On this election night, there is a stunning turn from ACORN.

It has filed for bankruptcy.

In an announcement on its website, Bertha Lewis, the CEO of the troubled activist group, says that ACORN has filed for Chapter 7 bankruptcy, the reason stemming from the legal troubles surrounding numerous voter registration investigations across the country. The scandals led Congress to vote to cut off federal funding, and the group also lost some government support.

"The ongoing political onslaught caused irreparable harm," wrote Lewis, who blames "a right-wing media blitz." She says "allegations and reports will continue to try to undermine all that ACORN has done, "but says that "ACORN will live on in the hearts of the people it served, and as those of us who fight for justice know, ‘THE PEOPLE UNITED WILL NEVER BE DEFEATED'."

In the last three years, dozens of ACORN workers were accused of, and numerous pleaded guilty to, voter fraud related charges. The investigations began in 2007, when King County prosecutors charged 7 ACORN workers with felony counts for allegedly submitting 1,800 phony voter registration forms. One ACORN worker admitted to prosecutors that it was "hard work making up all those cards," and another would sit at home filling out the bogus forms, while smoking marijuana.

The most recent case came on October 15th, when a former ACORN worker in Milwaukee pleaded guilty to voter fraud related charges of submitting multiple voter registration applications.

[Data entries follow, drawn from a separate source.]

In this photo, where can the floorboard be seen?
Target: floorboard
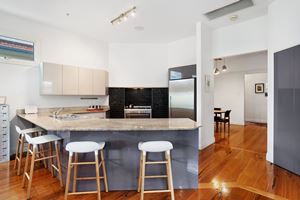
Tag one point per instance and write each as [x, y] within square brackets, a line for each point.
[233, 168]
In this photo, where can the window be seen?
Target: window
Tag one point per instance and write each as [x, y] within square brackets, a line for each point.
[16, 49]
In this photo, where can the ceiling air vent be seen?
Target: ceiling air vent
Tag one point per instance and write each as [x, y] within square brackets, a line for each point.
[242, 4]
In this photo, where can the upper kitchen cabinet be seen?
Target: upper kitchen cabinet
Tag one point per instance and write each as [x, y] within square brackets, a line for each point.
[85, 81]
[70, 80]
[100, 82]
[51, 79]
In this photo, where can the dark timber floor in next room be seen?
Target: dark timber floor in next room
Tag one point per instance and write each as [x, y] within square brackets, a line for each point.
[237, 160]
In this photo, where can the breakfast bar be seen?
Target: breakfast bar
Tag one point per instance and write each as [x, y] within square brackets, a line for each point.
[121, 149]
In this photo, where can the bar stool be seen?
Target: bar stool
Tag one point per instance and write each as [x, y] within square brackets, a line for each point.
[20, 145]
[32, 150]
[155, 147]
[85, 147]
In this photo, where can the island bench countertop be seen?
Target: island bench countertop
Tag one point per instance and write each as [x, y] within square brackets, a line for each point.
[96, 124]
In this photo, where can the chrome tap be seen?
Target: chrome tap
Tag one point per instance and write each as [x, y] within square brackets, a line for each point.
[56, 113]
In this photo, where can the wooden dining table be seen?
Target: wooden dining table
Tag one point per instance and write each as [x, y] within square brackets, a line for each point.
[218, 113]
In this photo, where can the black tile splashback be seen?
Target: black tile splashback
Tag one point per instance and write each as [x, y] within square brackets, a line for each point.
[138, 96]
[116, 102]
[158, 98]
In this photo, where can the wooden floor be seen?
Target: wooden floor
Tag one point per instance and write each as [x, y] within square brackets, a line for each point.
[235, 165]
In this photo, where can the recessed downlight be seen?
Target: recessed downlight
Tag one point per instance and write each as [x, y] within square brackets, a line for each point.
[234, 17]
[139, 28]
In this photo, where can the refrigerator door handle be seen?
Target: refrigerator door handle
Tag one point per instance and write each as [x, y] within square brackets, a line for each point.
[170, 108]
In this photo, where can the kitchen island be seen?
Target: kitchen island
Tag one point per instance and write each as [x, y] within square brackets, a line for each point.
[121, 153]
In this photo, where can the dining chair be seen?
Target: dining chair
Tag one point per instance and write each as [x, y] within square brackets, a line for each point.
[217, 118]
[226, 120]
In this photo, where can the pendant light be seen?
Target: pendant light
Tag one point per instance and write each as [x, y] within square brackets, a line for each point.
[224, 67]
[217, 71]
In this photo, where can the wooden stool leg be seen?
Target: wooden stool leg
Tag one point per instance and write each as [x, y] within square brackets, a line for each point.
[167, 169]
[68, 176]
[75, 172]
[97, 175]
[43, 155]
[140, 172]
[143, 175]
[170, 177]
[58, 164]
[26, 165]
[31, 171]
[104, 171]
[51, 159]
[17, 152]
[21, 155]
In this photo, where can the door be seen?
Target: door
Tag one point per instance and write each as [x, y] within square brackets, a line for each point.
[182, 98]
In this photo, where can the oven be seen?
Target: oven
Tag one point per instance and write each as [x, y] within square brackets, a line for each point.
[138, 112]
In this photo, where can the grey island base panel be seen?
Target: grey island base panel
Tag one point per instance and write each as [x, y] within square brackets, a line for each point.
[122, 158]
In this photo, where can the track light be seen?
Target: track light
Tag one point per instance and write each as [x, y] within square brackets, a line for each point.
[124, 16]
[217, 71]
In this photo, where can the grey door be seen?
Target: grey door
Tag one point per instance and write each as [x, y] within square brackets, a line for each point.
[182, 98]
[287, 109]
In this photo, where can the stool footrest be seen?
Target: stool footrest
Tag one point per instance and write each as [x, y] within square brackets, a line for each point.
[88, 178]
[84, 163]
[157, 191]
[157, 176]
[27, 176]
[44, 158]
[156, 162]
[79, 193]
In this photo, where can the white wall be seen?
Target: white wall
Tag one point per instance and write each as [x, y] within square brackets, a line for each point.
[255, 103]
[20, 83]
[138, 65]
[182, 52]
[205, 96]
[229, 95]
[246, 37]
[230, 85]
[283, 32]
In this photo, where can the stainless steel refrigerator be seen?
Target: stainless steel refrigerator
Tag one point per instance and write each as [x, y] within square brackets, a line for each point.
[182, 98]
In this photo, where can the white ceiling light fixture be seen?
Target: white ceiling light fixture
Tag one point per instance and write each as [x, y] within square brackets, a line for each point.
[217, 71]
[224, 67]
[234, 17]
[124, 16]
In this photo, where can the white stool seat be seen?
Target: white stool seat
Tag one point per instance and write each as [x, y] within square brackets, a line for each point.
[84, 146]
[155, 146]
[31, 130]
[43, 139]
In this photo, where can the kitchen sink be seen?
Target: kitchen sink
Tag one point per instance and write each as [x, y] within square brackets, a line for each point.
[66, 117]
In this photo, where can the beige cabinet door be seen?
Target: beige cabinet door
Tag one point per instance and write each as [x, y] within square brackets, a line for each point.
[85, 81]
[99, 82]
[51, 79]
[70, 80]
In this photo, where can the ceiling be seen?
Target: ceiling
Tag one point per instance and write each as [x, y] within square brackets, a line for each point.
[163, 20]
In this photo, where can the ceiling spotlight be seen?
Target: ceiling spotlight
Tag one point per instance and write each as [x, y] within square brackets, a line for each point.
[217, 71]
[133, 13]
[234, 17]
[124, 16]
[224, 68]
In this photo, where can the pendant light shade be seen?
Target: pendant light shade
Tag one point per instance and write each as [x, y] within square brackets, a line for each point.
[224, 67]
[217, 71]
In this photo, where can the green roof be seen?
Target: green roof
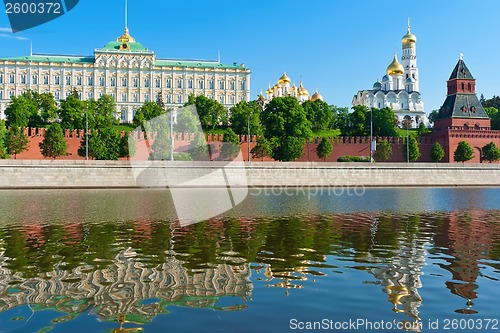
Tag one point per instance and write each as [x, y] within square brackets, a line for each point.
[53, 58]
[193, 63]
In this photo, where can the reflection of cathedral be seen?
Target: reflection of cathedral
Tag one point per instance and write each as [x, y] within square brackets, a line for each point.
[399, 89]
[282, 88]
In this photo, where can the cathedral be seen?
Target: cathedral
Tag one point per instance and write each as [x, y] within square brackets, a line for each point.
[282, 88]
[399, 88]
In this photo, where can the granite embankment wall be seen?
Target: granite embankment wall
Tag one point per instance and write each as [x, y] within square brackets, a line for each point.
[120, 174]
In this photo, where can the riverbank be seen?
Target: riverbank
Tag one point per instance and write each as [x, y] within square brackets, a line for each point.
[34, 174]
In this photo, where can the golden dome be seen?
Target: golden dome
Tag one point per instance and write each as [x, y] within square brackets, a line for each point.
[303, 91]
[284, 78]
[316, 96]
[395, 68]
[409, 38]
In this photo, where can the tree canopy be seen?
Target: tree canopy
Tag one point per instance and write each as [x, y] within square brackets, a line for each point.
[286, 128]
[54, 143]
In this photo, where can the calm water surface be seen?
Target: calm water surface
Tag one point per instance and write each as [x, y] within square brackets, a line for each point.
[98, 260]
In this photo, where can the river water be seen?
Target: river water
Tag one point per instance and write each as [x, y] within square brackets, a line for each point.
[350, 260]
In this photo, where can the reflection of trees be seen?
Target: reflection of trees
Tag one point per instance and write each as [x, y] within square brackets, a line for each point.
[136, 269]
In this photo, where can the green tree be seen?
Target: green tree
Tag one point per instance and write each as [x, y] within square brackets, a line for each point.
[16, 141]
[319, 113]
[211, 113]
[104, 144]
[286, 128]
[198, 148]
[230, 145]
[241, 113]
[437, 152]
[101, 113]
[384, 151]
[325, 148]
[71, 113]
[48, 107]
[146, 112]
[383, 122]
[491, 152]
[3, 136]
[186, 121]
[54, 143]
[413, 149]
[262, 149]
[464, 152]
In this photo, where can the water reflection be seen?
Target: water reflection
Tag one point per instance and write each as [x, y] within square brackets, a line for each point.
[130, 272]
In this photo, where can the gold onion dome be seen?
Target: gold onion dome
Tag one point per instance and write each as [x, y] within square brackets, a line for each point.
[395, 68]
[316, 96]
[284, 78]
[302, 90]
[409, 37]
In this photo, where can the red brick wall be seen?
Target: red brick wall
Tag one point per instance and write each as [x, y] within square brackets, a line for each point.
[356, 146]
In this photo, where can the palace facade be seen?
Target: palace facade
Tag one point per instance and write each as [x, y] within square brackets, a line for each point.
[399, 89]
[126, 70]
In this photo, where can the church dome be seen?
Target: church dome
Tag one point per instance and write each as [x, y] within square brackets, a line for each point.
[316, 96]
[395, 68]
[303, 91]
[284, 79]
[409, 38]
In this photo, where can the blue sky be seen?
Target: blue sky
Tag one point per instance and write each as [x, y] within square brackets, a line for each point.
[337, 47]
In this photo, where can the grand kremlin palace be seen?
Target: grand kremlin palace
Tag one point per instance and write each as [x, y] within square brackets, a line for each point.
[127, 71]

The felony charges could bring up to 3 and ½ years in prison when the defendant, 27 year old Kevin Clancy, is sentenced the week after next.

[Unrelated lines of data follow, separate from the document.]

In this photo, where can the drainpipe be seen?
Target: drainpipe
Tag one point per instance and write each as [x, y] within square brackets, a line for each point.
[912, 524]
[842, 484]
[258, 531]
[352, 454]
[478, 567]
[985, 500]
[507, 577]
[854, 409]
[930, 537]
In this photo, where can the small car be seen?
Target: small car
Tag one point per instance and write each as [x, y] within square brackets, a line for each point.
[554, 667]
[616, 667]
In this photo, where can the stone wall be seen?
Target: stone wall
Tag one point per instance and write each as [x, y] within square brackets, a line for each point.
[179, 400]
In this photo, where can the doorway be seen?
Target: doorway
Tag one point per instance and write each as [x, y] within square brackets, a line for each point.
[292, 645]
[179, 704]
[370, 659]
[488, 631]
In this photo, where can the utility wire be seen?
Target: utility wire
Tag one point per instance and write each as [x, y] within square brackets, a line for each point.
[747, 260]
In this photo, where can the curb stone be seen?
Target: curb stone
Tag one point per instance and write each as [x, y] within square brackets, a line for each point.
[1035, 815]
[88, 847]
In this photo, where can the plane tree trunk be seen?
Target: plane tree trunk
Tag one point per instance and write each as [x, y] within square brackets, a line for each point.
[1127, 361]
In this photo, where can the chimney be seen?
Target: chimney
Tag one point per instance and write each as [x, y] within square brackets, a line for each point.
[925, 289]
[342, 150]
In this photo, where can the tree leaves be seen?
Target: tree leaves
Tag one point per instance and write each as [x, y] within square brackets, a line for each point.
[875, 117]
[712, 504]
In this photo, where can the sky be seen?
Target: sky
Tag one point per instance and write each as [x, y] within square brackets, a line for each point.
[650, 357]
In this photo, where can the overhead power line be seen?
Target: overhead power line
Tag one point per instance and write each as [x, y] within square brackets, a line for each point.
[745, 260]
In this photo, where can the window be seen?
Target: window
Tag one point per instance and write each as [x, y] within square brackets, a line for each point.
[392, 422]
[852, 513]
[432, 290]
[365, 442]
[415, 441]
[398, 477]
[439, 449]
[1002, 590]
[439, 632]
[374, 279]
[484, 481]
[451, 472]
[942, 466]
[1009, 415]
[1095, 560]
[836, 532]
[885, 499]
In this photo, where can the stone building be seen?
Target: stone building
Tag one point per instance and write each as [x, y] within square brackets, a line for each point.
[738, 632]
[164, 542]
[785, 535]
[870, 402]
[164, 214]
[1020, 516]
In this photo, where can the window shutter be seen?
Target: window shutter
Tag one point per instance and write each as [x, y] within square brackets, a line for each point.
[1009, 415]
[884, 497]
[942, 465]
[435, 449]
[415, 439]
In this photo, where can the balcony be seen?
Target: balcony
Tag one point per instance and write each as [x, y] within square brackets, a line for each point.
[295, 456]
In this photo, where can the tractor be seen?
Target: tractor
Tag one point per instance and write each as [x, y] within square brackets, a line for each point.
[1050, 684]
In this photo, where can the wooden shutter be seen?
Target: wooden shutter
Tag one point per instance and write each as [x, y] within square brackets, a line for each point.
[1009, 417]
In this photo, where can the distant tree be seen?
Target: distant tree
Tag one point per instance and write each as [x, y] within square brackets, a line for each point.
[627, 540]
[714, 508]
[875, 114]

ACORN always denied that the organization itself committed a crime, though it came under harsh criticism from a report issued by California Republican Congressman Darrell Issa. In the 2009 report, published by the House Committee on Oversight and Government reform, the study said that ACORN "has repeatedly and deliberately engaged in systemic fraud. Both structurally and operationally, ACORN hides behind a paper wall of nonprofit corporate protections to conceal a criminal conspiracy on the part of its directors, to launder federal money in order to pursue a partisan political agenda and in order to manipulate the electorate."

Some ACORN offices apparently shut down, only to have new community organizations take their place.

Fox News found that one such organization, United Action, now operates out of the former ACORN offices in Philadelphia. ACORN posters still adorn the walls of the office, including a red ACORN sign urging people to "Vote November 5th."

ACORN itself is set to go on trial at the end of this month in Las Vegas. The organization, and its former regional director for voter registration, Amy Busefink, faces voter registration related charges in a case from the 2008 Presidential election. ACORN is accused of illegally attaching incentives to its voter registration drives, in a program it called "Blackjack," or "21."

In that case, former ACORN field director Christopher Edwards, pleaded guilty and will testify against ACORN and Busefink.